The easiest way to run the script is to save the ChopChop results file and the settings file to the same directory. From this directory, simply run:
pair-guides
This should create one output file. By default the output file will end with "_pairs.csv" after the basename of the results file. When running the script this way, the settings file must be named either "gene_block_settings.inp" or simply "settings.inp".
Alternately, the script can accept the settings file as a command-line input. This can be used to access a settings file from a distinct directory. This command looks like this:
pair-guides path/to/settings/file
This method has the advantage of allowing a settings file with any name.
The constant elements of the gene block are stored as variables in the gene_block_constants.const file of the project directory. These sequences are imported to build out the full gene blocks in the output.
The pair-guides script produces one output: a csv file containing all eligible gRNA pairs sorted in order of descending exon base pair deletion count. By default, the output file name and path are generated by replacing the extension of the input file path with "_pairs.csv". This defaults to placing the output file in the same directory as the input ChopChop results file. The settings input includes an optional output file path specification if the user needs to assign a different name or location to the output csv file.
NB: The script does not warn before writing to an output file. If there is already an output file with the same name and location as the new output, the old file will be overwritten! It is strongly recommended that the results files and corresponding settings files are kept in separate directories. Stay tuned for an update soon that will address this issue.

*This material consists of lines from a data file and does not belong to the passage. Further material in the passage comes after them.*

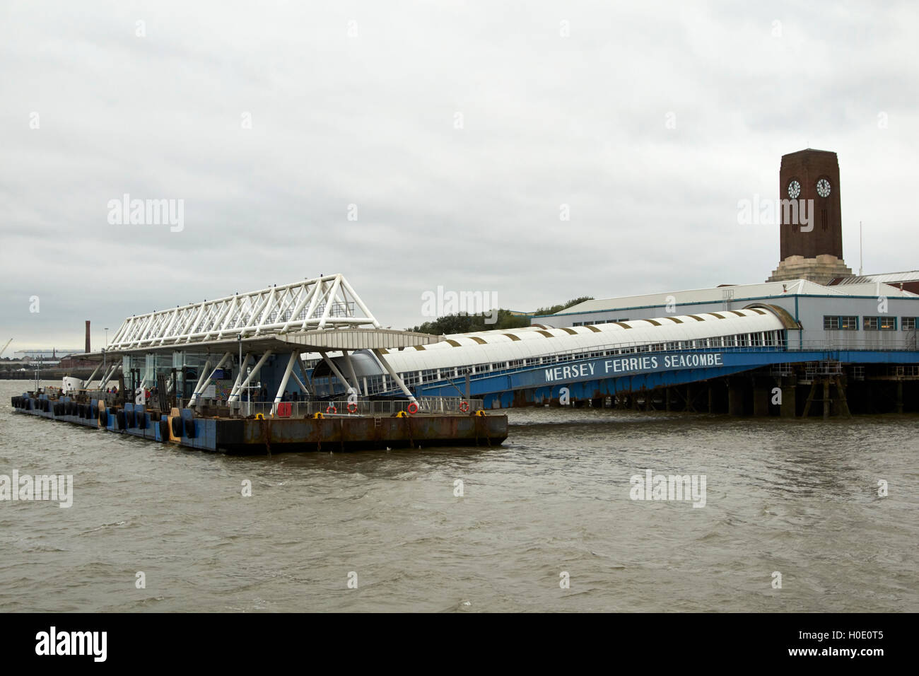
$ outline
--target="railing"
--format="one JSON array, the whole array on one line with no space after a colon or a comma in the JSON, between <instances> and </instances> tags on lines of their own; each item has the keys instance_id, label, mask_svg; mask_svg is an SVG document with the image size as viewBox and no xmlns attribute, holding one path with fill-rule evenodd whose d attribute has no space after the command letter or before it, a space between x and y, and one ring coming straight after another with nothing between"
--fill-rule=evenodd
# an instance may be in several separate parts
<instances>
[{"instance_id":1,"label":"railing","mask_svg":"<svg viewBox=\"0 0 919 676\"><path fill-rule=\"evenodd\" d=\"M465 407L463 403L465 402ZM282 402L290 405L289 418L312 418L316 413L323 416L363 416L384 418L394 416L399 411L408 411L412 402L407 399L383 399L354 402L336 401L289 401ZM458 396L423 396L417 399L417 415L465 415L475 413L482 408L482 399L462 399ZM348 410L348 405L351 410ZM463 408L466 410L463 410ZM239 413L243 416L255 416L261 413L265 418L270 418L275 410L272 402L241 402ZM278 418L276 413L275 418Z\"/></svg>"}]
</instances>

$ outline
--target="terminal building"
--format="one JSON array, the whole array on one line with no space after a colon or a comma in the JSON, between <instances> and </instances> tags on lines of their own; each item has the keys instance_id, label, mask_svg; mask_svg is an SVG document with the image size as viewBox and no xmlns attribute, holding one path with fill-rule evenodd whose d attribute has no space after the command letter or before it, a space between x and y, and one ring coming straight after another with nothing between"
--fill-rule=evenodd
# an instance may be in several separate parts
<instances>
[{"instance_id":1,"label":"terminal building","mask_svg":"<svg viewBox=\"0 0 919 676\"><path fill-rule=\"evenodd\" d=\"M523 328L435 337L381 329L332 275L129 317L93 355L99 388L114 378L233 415L253 402L275 415L289 397L355 396L738 415L919 410L919 271L852 274L834 153L785 155L779 186L809 216L781 210L779 261L764 282L591 300Z\"/></svg>"}]
</instances>

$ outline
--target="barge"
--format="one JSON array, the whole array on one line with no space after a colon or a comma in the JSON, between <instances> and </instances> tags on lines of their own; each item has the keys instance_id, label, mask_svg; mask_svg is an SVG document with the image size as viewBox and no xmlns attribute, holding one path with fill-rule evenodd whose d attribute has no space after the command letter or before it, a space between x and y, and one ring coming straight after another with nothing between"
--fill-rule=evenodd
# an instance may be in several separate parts
<instances>
[{"instance_id":1,"label":"barge","mask_svg":"<svg viewBox=\"0 0 919 676\"><path fill-rule=\"evenodd\" d=\"M177 407L165 413L145 405L127 402L119 406L108 404L105 398L53 391L25 392L12 398L17 413L229 454L494 446L507 438L507 417L486 415L481 401L431 397L419 400L414 414L408 412L409 406L402 407L403 402L362 402L354 413L346 412L348 403L355 408L354 402L346 401L312 402L311 406L301 402L298 406L303 410L296 416L291 406L281 407L281 416L225 417L196 415L190 408ZM452 403L457 404L455 413L447 410ZM460 410L466 408L464 403L474 411ZM387 414L384 411L393 407L380 406L391 404L399 410ZM335 408L346 412L319 410ZM312 409L316 410L311 415ZM284 415L289 410L291 415Z\"/></svg>"},{"instance_id":2,"label":"barge","mask_svg":"<svg viewBox=\"0 0 919 676\"><path fill-rule=\"evenodd\" d=\"M96 368L85 381L36 386L12 404L227 453L502 443L507 417L471 399L468 378L458 396L422 397L421 384L386 359L443 340L383 328L343 275L324 275L128 317L104 349L91 351L87 338L80 358ZM387 372L389 396L371 396L355 369L370 355Z\"/></svg>"}]
</instances>

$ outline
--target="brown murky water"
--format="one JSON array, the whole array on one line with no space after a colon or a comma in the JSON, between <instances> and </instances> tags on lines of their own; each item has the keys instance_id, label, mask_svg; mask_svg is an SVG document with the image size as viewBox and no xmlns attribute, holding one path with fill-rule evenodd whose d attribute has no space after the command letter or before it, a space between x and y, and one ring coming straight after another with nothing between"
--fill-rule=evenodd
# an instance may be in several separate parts
<instances>
[{"instance_id":1,"label":"brown murky water","mask_svg":"<svg viewBox=\"0 0 919 676\"><path fill-rule=\"evenodd\" d=\"M0 475L74 504L0 502L6 612L919 611L915 416L519 409L502 447L236 458L13 414L25 384ZM631 499L646 469L705 507Z\"/></svg>"}]
</instances>

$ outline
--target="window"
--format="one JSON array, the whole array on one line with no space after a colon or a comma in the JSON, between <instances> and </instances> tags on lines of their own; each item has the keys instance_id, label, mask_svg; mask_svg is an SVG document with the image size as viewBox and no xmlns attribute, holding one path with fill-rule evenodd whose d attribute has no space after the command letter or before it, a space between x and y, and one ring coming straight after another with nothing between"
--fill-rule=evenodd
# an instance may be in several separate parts
<instances>
[{"instance_id":1,"label":"window","mask_svg":"<svg viewBox=\"0 0 919 676\"><path fill-rule=\"evenodd\" d=\"M866 331L896 331L897 330L897 318L889 316L866 316L865 320L865 330Z\"/></svg>"},{"instance_id":2,"label":"window","mask_svg":"<svg viewBox=\"0 0 919 676\"><path fill-rule=\"evenodd\" d=\"M823 315L824 331L857 331L858 317L838 316L832 315Z\"/></svg>"}]
</instances>

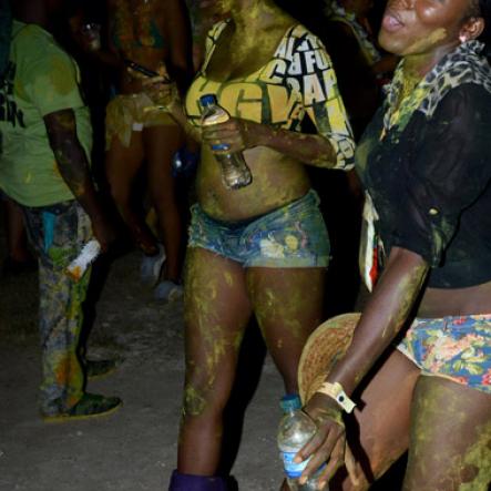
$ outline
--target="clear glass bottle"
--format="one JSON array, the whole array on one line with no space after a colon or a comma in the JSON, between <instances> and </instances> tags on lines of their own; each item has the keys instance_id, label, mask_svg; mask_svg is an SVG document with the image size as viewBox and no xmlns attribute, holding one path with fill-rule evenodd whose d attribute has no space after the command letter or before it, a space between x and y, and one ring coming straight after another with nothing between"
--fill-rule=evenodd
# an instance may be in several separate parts
<instances>
[{"instance_id":1,"label":"clear glass bottle","mask_svg":"<svg viewBox=\"0 0 491 491\"><path fill-rule=\"evenodd\" d=\"M231 117L229 114L218 105L215 95L206 94L200 98L202 106L202 126L224 123ZM225 145L213 145L213 150L226 150ZM242 152L214 154L222 167L222 181L227 190L239 190L253 182L253 175L247 166Z\"/></svg>"},{"instance_id":2,"label":"clear glass bottle","mask_svg":"<svg viewBox=\"0 0 491 491\"><path fill-rule=\"evenodd\" d=\"M284 416L279 422L277 441L289 489L291 491L318 490L317 478L324 466L305 484L300 485L298 479L307 467L308 459L300 463L293 461L297 452L314 437L316 423L301 410L300 398L297 395L284 396L279 405ZM327 487L325 491L328 491Z\"/></svg>"}]
</instances>

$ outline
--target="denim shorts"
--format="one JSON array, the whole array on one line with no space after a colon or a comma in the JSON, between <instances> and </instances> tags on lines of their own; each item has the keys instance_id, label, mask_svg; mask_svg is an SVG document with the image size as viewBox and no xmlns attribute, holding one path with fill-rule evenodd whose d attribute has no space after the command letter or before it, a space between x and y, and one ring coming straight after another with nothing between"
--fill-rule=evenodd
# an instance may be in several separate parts
<instances>
[{"instance_id":1,"label":"denim shorts","mask_svg":"<svg viewBox=\"0 0 491 491\"><path fill-rule=\"evenodd\" d=\"M329 237L315 191L250 221L219 222L198 204L191 213L188 247L212 250L244 267L327 267L329 263Z\"/></svg>"},{"instance_id":2,"label":"denim shorts","mask_svg":"<svg viewBox=\"0 0 491 491\"><path fill-rule=\"evenodd\" d=\"M397 349L423 375L491 393L491 314L417 318Z\"/></svg>"}]
</instances>

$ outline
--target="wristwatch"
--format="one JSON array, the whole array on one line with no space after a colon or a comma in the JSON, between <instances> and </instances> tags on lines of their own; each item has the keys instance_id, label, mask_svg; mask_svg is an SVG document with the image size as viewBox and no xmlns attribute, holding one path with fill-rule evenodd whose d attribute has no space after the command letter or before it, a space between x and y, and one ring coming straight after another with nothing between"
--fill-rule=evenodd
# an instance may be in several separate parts
<instances>
[{"instance_id":1,"label":"wristwatch","mask_svg":"<svg viewBox=\"0 0 491 491\"><path fill-rule=\"evenodd\" d=\"M333 398L346 412L351 412L356 407L356 403L346 395L339 382L324 382L317 392Z\"/></svg>"}]
</instances>

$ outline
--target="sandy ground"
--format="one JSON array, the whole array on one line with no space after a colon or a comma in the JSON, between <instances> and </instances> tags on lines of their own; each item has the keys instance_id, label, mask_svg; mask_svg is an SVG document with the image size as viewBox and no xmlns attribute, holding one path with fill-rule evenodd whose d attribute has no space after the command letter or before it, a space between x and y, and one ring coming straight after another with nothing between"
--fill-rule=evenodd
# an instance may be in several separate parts
<instances>
[{"instance_id":1,"label":"sandy ground","mask_svg":"<svg viewBox=\"0 0 491 491\"><path fill-rule=\"evenodd\" d=\"M0 491L167 489L175 467L184 372L183 311L181 303L154 303L139 286L139 259L136 253L115 259L92 299L95 320L89 355L124 359L113 375L89 382L89 391L124 400L116 413L94 420L41 421L37 274L0 279ZM260 348L248 352L243 376L250 381L264 354ZM241 491L273 491L282 477L275 433L283 391L268 357L257 389L250 387L237 392L252 400L232 474ZM231 424L241 432L239 421ZM231 460L234 448L232 442Z\"/></svg>"}]
</instances>

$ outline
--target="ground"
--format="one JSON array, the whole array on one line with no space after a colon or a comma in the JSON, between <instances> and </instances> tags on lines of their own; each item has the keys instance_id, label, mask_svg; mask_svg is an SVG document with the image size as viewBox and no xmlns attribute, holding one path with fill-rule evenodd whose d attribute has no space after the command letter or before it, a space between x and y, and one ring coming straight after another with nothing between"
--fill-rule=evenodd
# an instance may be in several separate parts
<instances>
[{"instance_id":1,"label":"ground","mask_svg":"<svg viewBox=\"0 0 491 491\"><path fill-rule=\"evenodd\" d=\"M139 260L134 252L116 258L91 300L95 310L89 355L123 362L113 375L90 381L88 390L120 396L124 406L112 416L85 421L44 423L39 418L37 275L0 278L0 491L167 489L184 372L182 304L153 301L137 282ZM255 377L254 367L260 368L263 359L260 348L249 351L243 360L245 378ZM248 390L245 397L252 400L232 473L241 491L276 491L282 478L276 428L283 387L268 357L257 389L254 392L253 383ZM233 426L239 433L239 422ZM233 443L229 448L233 459Z\"/></svg>"}]
</instances>

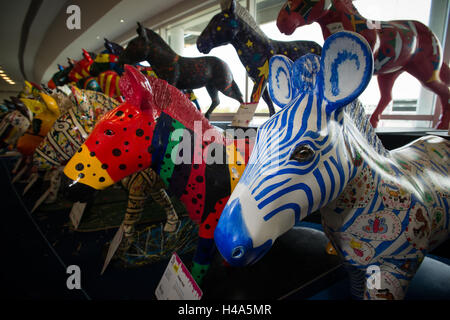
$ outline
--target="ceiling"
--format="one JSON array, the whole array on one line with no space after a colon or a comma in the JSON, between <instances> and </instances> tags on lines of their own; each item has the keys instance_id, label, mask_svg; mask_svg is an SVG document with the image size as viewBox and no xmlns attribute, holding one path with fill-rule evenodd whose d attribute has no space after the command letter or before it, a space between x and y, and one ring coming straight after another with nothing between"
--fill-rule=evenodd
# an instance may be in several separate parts
<instances>
[{"instance_id":1,"label":"ceiling","mask_svg":"<svg viewBox=\"0 0 450 320\"><path fill-rule=\"evenodd\" d=\"M136 22L145 26L161 21L167 12L183 13L204 3L201 0L15 0L2 1L0 10L0 67L15 81L0 78L0 93L17 93L24 79L46 83L67 65L67 57L81 58L81 49L98 52L103 38L123 43L135 36ZM187 6L189 3L189 6ZM81 11L81 29L69 30L66 13L76 4ZM122 22L121 22L122 21ZM150 25L149 25L150 24ZM21 71L23 63L23 72Z\"/></svg>"}]
</instances>

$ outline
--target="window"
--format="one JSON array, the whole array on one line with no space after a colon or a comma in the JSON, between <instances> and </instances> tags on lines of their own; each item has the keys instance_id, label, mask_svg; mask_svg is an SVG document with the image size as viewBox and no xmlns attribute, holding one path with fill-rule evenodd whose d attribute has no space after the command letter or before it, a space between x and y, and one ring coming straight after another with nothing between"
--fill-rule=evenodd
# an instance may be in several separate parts
<instances>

In order to easily pull updates to the script as they are published, it is not advisable to modify any of the files in the project directory. The setup script modifies the users PATH variables to allow the user to execute pair-guides from any directory. The git repository ignores word files with extensions .doc or .docx, so these are allowed in the project directory.
The project directory contains the following files:
src/ - source directory which contains python files
demo/ - a directory containing sample inputs for the script
gene_block_constants.const - defines constant sequences of gene block
setup.sh - install script that configures bindings and path variables
update.sh - script that pulls updates from github
log/ - repo containing a logging utility (built by setup.sh)
pair-guides - bash script that runs pair-guides.py (built by setup.sh)
Update the project directory to the latest version by pulling from the GitHub repository. This update command is enclosed in the script file update.sh. Run this update command by executing the following line from the project directory (do not omit the period before the script invocation):
. update.sh
NB: The update will not be successful if the files in the base project directory have been modified (or the files in the demo and src directories). The one exception to this rule is word documents. Git will ignore word files (with the .doc or .docx extension).